Demanda por milho se aquece no Brasil, preços sobem e produtores aproveitam para avançar com vendas
Demanda por milho se aquece no Brasil, preços sobem e produtores aproveitam para avançar com vendas
A demanda por milho ganhou força no mercado brasileiro nas últimas semanas e, combinada à valorização das cotações, começou a estimular produtores a retomarem as vendas do cereal disponível. Para a safra de 2027, porém, a comercialização segue mais lenta diante das incertezas sobre o plantio da soja e, consequentemente, sobre a janela que estará disponível para a próxima segunda safra.
Em entrevista ao Notícias Agrícolas, Luiz Fernando Gutierrez, Coordenador de Inteligência de Mercado na Hedgepoint, explicou que indústrias e usinas de etanol estão mais presentes nas compras de milho para garantir abastecimento até o final do ano. Com a melhora dos preços em relação aos níveis observados durante boa parte de 2026, os produtores também passaram a aparecer mais no mercado.
Segundo o analista, essa combinação entre compradores mais ativos e maior disposição dos vendedores tem ajudado a sustentar as cotações no mercado interno. O avanço da demanda para produção de etanol aparece como um dos principais fundamentos domésticos neste momento.
O cenário externo também contribuiu para a recuperação recente. Gutierrez destacou a valorização do milho em Chicago diante das dúvidas sobre o tamanho efetivo da safra dos Estados Unidos, da forte demanda pelo cereal norte-americano e das tensões geopolíticas que atingem importantes regiões exportadoras.
Apesar do momento mais positivo, as exportações brasileiras aparecem como um ponto de atenção para os próximos meses. A Hedgepoint trabalha atualmente com embarques próximos aos 41 milhões de toneladas, volume semelhante ao registrado no ano passado, mas Gutierrez avalia que essa projeção poderá ser revista para baixo caso o ritmo dos embarques decepcione nas próximas semanas.

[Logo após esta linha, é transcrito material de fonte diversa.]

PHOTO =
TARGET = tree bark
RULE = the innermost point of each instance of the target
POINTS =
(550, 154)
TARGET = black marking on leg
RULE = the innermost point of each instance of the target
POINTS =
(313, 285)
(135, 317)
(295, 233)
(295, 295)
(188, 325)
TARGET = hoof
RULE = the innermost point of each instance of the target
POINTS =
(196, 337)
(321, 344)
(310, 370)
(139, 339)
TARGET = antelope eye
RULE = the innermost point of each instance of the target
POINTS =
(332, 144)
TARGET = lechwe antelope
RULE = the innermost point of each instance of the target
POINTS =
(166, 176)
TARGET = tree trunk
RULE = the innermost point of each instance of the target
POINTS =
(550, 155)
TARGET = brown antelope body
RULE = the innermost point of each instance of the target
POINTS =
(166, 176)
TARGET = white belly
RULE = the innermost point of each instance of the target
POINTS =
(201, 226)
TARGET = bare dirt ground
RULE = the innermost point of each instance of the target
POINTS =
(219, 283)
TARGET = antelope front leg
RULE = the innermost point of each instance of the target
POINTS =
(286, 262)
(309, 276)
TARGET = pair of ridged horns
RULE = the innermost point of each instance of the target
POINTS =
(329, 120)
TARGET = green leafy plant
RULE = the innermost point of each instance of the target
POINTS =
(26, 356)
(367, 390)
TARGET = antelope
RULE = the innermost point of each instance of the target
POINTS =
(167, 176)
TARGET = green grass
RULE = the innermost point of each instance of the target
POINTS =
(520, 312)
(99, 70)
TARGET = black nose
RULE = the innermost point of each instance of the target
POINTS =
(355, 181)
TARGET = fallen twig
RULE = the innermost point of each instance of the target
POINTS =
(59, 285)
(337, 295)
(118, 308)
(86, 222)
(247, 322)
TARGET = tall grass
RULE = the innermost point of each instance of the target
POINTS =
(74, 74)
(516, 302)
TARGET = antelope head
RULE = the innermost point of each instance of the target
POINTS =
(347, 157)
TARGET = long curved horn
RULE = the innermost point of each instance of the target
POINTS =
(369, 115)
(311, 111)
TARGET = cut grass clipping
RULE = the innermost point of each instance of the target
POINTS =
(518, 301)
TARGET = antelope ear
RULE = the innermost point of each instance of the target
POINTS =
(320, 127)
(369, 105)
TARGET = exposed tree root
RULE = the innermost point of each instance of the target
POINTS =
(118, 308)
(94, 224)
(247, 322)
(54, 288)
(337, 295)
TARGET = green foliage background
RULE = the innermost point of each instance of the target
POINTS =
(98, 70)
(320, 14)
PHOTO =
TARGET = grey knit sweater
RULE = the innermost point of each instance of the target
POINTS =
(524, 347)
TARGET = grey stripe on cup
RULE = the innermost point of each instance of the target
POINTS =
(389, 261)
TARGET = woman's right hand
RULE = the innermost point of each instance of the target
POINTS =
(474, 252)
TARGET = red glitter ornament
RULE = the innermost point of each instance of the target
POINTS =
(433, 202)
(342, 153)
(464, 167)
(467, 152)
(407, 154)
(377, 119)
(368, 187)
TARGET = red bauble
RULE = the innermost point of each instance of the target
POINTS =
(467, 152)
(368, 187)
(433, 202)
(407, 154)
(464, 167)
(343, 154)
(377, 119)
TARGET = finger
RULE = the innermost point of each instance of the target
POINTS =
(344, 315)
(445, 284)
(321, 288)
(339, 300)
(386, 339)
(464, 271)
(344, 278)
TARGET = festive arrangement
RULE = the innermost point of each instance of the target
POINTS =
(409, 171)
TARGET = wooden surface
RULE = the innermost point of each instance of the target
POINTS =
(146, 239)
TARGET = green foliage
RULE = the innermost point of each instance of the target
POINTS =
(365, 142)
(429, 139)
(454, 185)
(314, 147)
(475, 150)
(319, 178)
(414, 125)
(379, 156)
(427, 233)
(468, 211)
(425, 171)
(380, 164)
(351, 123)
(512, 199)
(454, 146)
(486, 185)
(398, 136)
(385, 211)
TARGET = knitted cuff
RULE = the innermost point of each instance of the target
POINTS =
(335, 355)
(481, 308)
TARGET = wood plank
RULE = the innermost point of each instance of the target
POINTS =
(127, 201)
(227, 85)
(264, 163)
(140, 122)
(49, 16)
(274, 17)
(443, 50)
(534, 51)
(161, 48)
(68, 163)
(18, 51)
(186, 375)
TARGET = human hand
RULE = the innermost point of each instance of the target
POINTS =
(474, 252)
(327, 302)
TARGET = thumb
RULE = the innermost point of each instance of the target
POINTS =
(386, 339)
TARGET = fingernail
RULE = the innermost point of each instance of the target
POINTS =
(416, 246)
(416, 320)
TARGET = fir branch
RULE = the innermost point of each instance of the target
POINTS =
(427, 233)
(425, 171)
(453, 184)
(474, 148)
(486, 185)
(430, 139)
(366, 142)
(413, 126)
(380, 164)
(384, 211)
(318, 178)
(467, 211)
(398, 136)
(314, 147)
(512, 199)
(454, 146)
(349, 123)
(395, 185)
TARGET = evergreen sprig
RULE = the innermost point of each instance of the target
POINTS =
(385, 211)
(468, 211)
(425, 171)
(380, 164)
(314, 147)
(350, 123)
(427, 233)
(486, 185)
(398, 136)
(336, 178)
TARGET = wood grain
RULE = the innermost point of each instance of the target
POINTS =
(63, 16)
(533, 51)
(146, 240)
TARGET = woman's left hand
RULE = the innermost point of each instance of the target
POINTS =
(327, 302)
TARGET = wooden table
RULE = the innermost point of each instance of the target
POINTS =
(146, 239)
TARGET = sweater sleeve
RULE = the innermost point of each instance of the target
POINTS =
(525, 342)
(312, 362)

Entre os riscos citados estão as incertezas envolvendo as compras do Irã, diante do conflito e das dificuldades logísticas na região, além do aumento da concorrência argentina. O país vizinho conta com uma grande oferta de milho nesta temporada e, segundo Gutierrez, aparece atualmente com preços competitivos no mercado internacional, disputando destinos também atendidos pelo Brasil.
Para o produtor, esse cenário reforça a importância de aproveitar parte das oportunidades abertas pela recuperação recente. O analista destacou que os preços atuais são mais atrativos do que aqueles observados durante grande parte do ano e avaliou que momentos de valorização podem ser utilizados para avançar gradualmente na comercialização.

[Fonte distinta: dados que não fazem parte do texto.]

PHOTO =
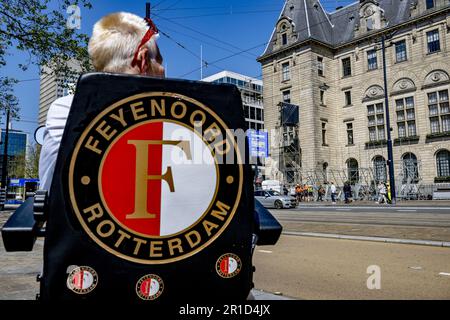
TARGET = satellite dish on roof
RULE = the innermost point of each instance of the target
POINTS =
(39, 135)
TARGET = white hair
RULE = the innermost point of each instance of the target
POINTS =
(115, 39)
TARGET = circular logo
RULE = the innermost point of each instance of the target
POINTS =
(82, 280)
(163, 175)
(149, 287)
(228, 265)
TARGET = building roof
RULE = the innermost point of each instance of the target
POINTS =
(311, 21)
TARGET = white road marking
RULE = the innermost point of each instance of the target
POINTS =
(415, 268)
(374, 208)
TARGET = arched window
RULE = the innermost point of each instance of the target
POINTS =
(353, 170)
(380, 172)
(410, 168)
(443, 163)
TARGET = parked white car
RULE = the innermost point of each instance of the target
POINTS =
(274, 199)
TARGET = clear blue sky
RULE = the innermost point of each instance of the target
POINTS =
(222, 28)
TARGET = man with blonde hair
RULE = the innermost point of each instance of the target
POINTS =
(120, 43)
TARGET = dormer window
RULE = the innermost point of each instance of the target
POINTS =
(284, 39)
(369, 24)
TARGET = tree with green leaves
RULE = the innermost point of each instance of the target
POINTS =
(42, 29)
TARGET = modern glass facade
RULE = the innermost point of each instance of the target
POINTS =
(251, 91)
(17, 146)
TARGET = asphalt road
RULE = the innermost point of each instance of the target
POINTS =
(419, 223)
(317, 268)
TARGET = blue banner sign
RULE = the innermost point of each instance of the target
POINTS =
(258, 142)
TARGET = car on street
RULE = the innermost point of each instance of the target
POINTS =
(274, 199)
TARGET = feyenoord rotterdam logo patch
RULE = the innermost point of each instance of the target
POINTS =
(228, 265)
(149, 287)
(148, 181)
(82, 280)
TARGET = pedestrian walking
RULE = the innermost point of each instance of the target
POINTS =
(382, 191)
(347, 192)
(320, 193)
(333, 193)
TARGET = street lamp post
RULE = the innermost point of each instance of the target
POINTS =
(388, 124)
(5, 152)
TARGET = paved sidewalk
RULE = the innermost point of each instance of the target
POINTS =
(401, 203)
(18, 271)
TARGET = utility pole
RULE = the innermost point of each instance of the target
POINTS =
(388, 125)
(147, 10)
(5, 152)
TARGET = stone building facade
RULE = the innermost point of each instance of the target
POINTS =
(331, 66)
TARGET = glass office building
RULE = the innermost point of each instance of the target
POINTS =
(17, 147)
(251, 91)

O comportamento é diferente quando o olhar se volta para a safrinha de 2027. As operações de barter seguem avançando dentro do ritmo normal, mas as vendas futuras fora dessas negociações permanecem lentas.
Além de preços menos atrativos para 2027, muitos produtores ainda aguardam uma definição mais clara sobre o início e o desenvolvimento do plantio da soja 2026/27. O ritmo da oleaginosa será determinante para saber qual janela estará disponível para o milho na sequência, fazendo com que parte dos produtores prefira esperar antes de comprometer volumes da próxima safra.